Industry Partnerships

  • Partnered with AskOntario Virtual Reference service to bring work–place training modules to graduate students enrolled in required reference course. This had not been done before in our Faculty. Partner with industry professionals to bring guest speakers to classroom in person and via skype (for example, local readers’ advisory librarians, entrepreneurs (Peter McCracken, founder of Serials Solutions).

  • Advantage: Partnerships offer students low-risk exposure to on-the-job training and experiential learning at their convenience, access to professionals currently practicing, and the opportunity to network.

 

Active Learning Strategies

  • Introduced several innovations to generate interesting and varied reference questions, for example, partnering with AskOntario to obtain real transcripts of virtual reference transactions.

  • Developed a toolbox of repurposed board games to teach reference interview skills.
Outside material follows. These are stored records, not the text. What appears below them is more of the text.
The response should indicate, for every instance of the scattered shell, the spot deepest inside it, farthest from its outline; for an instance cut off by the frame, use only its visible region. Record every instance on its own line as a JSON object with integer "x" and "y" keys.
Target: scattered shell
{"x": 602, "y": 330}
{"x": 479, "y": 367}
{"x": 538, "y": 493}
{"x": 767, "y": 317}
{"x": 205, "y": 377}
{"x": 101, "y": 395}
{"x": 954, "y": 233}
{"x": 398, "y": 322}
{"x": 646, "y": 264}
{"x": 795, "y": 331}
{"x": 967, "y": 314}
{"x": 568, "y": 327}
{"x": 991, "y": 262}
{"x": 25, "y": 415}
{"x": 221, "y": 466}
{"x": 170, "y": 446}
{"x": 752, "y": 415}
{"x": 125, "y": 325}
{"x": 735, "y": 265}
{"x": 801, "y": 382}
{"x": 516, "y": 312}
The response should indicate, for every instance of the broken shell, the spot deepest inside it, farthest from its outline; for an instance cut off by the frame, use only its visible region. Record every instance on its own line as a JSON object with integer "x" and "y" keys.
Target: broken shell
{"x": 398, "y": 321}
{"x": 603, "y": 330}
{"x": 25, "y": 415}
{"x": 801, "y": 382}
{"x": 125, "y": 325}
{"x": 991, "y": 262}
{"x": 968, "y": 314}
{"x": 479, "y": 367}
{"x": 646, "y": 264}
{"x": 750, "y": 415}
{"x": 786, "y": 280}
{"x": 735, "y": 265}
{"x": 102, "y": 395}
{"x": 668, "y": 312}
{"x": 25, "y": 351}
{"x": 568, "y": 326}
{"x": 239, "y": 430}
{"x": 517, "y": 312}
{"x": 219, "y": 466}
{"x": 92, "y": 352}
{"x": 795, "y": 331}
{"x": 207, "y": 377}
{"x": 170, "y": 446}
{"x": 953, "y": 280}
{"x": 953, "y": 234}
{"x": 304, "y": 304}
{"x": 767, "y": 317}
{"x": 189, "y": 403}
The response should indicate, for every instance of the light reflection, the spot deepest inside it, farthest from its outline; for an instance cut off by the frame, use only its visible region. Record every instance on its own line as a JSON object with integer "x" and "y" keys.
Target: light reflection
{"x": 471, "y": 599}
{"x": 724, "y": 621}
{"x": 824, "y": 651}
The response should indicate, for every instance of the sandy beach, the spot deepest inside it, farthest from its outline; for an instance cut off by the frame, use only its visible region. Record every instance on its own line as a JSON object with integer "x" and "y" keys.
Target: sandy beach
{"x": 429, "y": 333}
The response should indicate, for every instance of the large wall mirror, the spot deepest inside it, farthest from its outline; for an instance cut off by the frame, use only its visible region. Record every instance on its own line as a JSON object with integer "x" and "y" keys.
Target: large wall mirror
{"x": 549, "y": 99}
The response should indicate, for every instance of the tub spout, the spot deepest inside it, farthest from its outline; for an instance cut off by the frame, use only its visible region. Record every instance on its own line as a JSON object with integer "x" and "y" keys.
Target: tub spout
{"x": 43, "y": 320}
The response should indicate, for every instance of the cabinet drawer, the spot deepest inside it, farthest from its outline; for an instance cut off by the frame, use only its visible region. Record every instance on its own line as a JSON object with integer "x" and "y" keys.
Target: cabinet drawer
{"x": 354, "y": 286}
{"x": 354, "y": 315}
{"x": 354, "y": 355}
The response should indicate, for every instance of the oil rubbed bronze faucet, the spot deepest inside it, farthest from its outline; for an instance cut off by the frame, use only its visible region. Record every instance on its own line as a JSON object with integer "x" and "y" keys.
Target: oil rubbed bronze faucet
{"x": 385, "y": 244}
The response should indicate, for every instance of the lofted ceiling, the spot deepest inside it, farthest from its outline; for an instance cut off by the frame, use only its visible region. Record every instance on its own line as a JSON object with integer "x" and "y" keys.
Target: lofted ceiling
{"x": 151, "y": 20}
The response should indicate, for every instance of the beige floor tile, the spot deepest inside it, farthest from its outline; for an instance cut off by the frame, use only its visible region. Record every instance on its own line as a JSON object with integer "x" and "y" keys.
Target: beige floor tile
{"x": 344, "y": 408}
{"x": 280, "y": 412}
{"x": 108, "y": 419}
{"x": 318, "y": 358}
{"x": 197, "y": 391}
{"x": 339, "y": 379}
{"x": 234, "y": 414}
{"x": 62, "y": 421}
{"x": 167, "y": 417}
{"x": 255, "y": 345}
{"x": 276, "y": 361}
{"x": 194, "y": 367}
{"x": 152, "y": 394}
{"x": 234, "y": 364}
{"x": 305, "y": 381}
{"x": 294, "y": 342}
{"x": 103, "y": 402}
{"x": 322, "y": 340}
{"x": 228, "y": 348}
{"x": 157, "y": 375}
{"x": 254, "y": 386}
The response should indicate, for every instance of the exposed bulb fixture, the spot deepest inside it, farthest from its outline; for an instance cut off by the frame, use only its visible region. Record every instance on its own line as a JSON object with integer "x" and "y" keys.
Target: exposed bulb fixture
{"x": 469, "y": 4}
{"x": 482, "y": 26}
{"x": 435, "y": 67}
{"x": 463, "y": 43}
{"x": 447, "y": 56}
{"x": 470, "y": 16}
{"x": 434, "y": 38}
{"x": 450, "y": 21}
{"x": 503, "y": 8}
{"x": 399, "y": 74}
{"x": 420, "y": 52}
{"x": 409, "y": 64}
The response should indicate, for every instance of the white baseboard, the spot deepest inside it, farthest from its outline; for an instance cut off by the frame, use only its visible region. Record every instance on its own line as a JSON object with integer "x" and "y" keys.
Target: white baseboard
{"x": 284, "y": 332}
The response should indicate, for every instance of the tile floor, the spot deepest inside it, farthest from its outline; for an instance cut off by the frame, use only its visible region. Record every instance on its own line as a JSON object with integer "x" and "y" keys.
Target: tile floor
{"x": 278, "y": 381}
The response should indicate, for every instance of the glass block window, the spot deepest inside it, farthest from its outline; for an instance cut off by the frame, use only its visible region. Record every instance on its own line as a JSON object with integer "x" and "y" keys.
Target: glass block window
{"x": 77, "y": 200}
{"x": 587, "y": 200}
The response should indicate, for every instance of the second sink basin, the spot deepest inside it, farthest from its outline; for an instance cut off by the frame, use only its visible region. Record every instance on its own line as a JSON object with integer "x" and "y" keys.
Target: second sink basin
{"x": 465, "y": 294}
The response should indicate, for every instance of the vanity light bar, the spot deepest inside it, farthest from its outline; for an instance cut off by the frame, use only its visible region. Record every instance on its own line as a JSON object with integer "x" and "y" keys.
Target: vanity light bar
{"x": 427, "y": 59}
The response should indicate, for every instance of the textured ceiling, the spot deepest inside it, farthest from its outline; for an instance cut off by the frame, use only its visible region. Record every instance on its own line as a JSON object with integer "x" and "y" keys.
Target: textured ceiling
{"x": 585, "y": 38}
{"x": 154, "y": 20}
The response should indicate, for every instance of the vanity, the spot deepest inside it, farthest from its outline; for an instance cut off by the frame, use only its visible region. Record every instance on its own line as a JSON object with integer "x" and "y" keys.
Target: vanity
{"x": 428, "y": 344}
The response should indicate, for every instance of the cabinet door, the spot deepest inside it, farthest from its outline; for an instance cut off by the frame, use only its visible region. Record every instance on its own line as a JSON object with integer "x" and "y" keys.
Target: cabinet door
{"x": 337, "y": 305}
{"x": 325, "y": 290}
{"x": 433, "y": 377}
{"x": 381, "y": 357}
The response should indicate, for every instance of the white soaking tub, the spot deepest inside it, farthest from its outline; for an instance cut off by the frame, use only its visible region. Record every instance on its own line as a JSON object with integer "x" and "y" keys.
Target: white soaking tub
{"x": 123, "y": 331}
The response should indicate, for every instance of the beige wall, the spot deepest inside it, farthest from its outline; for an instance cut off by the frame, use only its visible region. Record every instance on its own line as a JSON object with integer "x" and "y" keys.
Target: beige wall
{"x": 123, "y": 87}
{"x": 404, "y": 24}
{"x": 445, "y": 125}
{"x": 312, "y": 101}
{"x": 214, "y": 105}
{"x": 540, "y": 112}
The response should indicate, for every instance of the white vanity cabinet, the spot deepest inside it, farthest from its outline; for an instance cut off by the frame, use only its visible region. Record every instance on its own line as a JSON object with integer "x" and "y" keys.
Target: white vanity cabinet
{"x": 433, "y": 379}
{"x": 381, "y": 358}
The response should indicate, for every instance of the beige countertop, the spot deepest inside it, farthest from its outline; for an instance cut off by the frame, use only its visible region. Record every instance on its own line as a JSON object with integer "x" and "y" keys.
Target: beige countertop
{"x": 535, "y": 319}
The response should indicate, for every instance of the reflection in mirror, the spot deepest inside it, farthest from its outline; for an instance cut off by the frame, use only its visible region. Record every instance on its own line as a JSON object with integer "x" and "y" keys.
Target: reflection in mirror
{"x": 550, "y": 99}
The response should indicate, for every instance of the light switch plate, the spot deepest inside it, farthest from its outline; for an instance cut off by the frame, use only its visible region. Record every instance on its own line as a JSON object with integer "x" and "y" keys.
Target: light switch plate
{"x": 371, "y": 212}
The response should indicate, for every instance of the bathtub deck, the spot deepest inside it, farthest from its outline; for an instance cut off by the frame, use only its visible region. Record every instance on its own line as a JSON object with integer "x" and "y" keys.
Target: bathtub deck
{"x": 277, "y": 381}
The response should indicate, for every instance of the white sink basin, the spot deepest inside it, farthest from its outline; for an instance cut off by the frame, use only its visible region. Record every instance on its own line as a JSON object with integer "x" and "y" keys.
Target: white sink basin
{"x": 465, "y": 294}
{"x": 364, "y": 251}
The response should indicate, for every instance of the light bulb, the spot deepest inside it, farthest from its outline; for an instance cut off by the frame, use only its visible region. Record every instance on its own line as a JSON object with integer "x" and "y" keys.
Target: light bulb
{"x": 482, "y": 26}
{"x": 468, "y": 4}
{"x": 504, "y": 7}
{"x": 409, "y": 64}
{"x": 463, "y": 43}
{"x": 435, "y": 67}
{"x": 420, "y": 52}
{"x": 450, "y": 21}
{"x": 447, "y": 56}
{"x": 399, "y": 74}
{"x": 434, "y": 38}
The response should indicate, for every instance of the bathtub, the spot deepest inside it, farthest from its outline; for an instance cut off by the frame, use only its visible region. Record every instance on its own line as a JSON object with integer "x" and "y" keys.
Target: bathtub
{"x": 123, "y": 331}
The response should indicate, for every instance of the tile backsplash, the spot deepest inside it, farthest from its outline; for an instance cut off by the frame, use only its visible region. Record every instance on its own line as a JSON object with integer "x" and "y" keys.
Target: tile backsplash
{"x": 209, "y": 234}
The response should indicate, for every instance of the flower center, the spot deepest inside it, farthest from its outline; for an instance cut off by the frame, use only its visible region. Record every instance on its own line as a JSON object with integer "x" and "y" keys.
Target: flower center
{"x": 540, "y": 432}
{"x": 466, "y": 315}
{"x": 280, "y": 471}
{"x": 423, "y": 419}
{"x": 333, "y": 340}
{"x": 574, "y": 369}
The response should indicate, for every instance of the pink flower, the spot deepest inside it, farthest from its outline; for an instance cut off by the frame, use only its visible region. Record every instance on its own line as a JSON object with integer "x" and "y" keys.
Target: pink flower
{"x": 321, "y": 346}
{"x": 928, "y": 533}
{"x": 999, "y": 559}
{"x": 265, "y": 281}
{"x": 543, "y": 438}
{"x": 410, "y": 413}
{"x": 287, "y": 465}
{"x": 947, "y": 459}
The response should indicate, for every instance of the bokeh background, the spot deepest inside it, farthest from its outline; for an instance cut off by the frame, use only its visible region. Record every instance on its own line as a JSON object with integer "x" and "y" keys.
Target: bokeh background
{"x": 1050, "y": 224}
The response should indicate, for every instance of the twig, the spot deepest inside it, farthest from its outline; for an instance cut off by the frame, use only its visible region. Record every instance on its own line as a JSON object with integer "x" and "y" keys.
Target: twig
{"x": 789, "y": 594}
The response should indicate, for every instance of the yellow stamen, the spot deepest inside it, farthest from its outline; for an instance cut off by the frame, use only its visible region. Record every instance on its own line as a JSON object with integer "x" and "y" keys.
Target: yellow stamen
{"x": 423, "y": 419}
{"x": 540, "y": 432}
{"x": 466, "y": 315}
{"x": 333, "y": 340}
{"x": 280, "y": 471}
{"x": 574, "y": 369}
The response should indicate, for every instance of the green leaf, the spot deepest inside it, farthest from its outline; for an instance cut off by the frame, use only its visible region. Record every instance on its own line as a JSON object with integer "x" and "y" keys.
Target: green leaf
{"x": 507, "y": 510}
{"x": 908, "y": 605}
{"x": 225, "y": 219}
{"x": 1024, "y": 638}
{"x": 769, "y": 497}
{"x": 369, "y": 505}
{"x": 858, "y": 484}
For example, “Pictureka!” and “Pictionary” creates context for readers advisory interviews, “Worst Case Scenario” provides ‘how-to’ reference questions, “BrainQuest” and “Trivial Pursuit” offer reference questions across age groups, themes and eras. 

  • Facilitated peer feedback on oral presentations through the use of social media such as TodaysMeet.com

  • Advantage: Active learning strategies move students from a “transmission” model of learning where the teacher talks and the student listens, to a constructed or discovery model of learning where the students practice and then co-create knowledge. Board games provide an assortment of interesting, appropriate questions to use in small group discussions. Online collaboration tools allow for multiple assessments of performance.

 

Self-Directed Learning & Flipped Classroom Strategies

  • Developed a robust syllabus that allows for self-directed learning. Students select from a ‘menu’ of reading options across media and reading levels each week. Students read and prepare for class in advance, so class time can be used for interacting with their peers in group-based activities, which cannot be done independently at home.

  • Advantage: Students come to the MLIS program from many different disciplines intending to go to many different destination careers. 9003 has typically focused on traditional librarianship, which does not meet the diversity of needs of our students. Self-directed learning allows students to take a path through the course tailored to suit their own personal goals.